Niebywałe, czego dokonał Puchacz. Wystarczył mu zaledwie miesiąc

Getty Images / Adam Davy/PA Images / Na zdjęciu: Tymoteusz Puchacz
Getty Images / Adam Davy/PA Images / Na zdjęciu: Tymoteusz Puchacz

W mgnieniu oka Tymoteusz Puchacz zaskarbił sobie sympatię menadżera Plymouth Argyle. Miron Muslić wyjaśnił, dlaczego Polak pauzował w ostatnim meczu. Jak się okazało, nie ma żadnych powodów do zmartwień.

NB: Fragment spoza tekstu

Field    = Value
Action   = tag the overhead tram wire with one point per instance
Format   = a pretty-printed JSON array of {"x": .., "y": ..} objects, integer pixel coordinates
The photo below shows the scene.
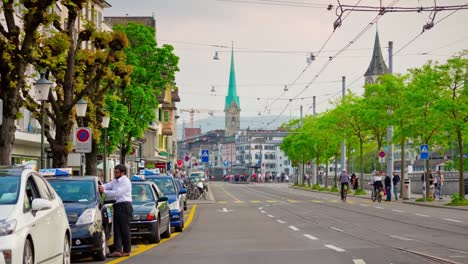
[
  {"x": 359, "y": 35},
  {"x": 308, "y": 65}
]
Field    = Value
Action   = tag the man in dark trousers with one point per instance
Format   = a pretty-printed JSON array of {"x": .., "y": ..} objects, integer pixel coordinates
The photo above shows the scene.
[
  {"x": 121, "y": 189},
  {"x": 388, "y": 187}
]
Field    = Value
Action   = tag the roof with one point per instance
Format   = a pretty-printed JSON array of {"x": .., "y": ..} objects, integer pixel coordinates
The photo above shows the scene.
[
  {"x": 232, "y": 97},
  {"x": 377, "y": 65}
]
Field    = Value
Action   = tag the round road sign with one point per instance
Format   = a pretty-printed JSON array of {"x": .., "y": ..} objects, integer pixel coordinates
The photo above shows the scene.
[{"x": 82, "y": 135}]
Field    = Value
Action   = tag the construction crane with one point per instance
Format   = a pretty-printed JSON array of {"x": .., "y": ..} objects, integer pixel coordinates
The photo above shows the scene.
[{"x": 192, "y": 112}]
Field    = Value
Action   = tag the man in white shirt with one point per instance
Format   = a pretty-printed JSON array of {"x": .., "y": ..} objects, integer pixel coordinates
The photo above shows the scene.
[{"x": 121, "y": 189}]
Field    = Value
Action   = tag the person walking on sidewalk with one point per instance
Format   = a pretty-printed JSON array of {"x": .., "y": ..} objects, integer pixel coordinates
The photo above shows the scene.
[
  {"x": 388, "y": 187},
  {"x": 344, "y": 181},
  {"x": 121, "y": 189},
  {"x": 396, "y": 181}
]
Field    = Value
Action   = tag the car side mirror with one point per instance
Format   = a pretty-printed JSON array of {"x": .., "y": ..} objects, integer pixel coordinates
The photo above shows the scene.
[
  {"x": 163, "y": 199},
  {"x": 40, "y": 204}
]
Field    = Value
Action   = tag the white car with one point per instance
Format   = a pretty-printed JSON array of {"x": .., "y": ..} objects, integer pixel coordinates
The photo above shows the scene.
[{"x": 33, "y": 223}]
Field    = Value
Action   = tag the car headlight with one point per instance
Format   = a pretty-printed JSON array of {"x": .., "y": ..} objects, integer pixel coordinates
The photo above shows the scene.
[
  {"x": 174, "y": 206},
  {"x": 87, "y": 217},
  {"x": 7, "y": 227}
]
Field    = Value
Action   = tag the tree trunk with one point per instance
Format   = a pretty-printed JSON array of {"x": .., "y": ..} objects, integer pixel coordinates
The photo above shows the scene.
[
  {"x": 461, "y": 159},
  {"x": 91, "y": 160}
]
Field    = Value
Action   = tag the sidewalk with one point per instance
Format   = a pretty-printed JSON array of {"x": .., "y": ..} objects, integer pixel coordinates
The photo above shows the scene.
[{"x": 438, "y": 203}]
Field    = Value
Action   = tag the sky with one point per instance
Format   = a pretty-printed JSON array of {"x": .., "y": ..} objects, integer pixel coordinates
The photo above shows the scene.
[{"x": 272, "y": 39}]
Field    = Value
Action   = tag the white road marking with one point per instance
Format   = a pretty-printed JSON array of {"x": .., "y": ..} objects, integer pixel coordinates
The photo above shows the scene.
[
  {"x": 359, "y": 261},
  {"x": 336, "y": 229},
  {"x": 401, "y": 238},
  {"x": 294, "y": 228},
  {"x": 310, "y": 237},
  {"x": 422, "y": 215},
  {"x": 335, "y": 248},
  {"x": 451, "y": 220}
]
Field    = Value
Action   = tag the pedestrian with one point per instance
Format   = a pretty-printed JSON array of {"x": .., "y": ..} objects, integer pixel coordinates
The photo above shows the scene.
[
  {"x": 440, "y": 181},
  {"x": 388, "y": 187},
  {"x": 396, "y": 181},
  {"x": 353, "y": 181},
  {"x": 120, "y": 188}
]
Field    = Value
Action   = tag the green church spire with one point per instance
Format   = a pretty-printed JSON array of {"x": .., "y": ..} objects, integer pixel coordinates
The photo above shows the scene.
[{"x": 232, "y": 92}]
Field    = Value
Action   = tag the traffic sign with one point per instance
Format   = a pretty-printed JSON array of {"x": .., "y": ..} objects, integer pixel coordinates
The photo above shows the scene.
[
  {"x": 205, "y": 155},
  {"x": 424, "y": 151},
  {"x": 382, "y": 154},
  {"x": 83, "y": 140}
]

Plymouth Argyle odniosło imponujące zwycięstwo nad Millwall, wygrywając 5:1. Mimo sukcesu, niepokój wzbudziła nieobecność Tymoteusz Puchacz, który stał się ważnym graczem zespołu od czasu transferu z Holstein Kiel.

- Poczuł dyskomfort we wtorek, dlatego nie zaryzykowaliśmy jego występu, mimo że badania nie wykazały urazu - powiedział Miron Muslić, cytowany przez plymouthherald.co.uk. Kibice nie muszą więc martwić się o zdrowie kadrowicza.

- Muszę chronić "Puszkę". Jest naszym kluczowym zawodnikiem i chcę, żeby był dostępny przez następne trudne tygodnie - dodał menadżer Plymouth.

ZOBACZ WIDEO: #dziejesiewsporcie: FC Barcelona pokazała, jak trenuje Wojciech Szczęsny

Puchacz szybko wkomponował się w skład Plymouth Argyle, grając w pięciu meczach The Championship od momentu przybycia. Jego obecność na boisku była widoczna, a w meczu Pucharu Anglii z Liverpoolem (1:0) zagrał pełne 90 minut.

Muslić widzi w Puchaczu ważnego gracza w walce o utrzymanie. Plymouth zajmuje przedostatnią pozycję w tabeli Championship i ma tylko jednopunktową stratę do bezpiecznego miejsca.

Po trzech kolejnych zwycięstwach, Plymouth Argyle przygotowuje się do meczu z Blackburn Rovers. Zespół ma nadzieję na kontynuację dobrej passy, chociaż mecze wyjazdowe były dotąd wyzwaniem. Sytuacja w Blackburn, które jest obecnie bez trenera, może sprzyjać drużynie Muslicia.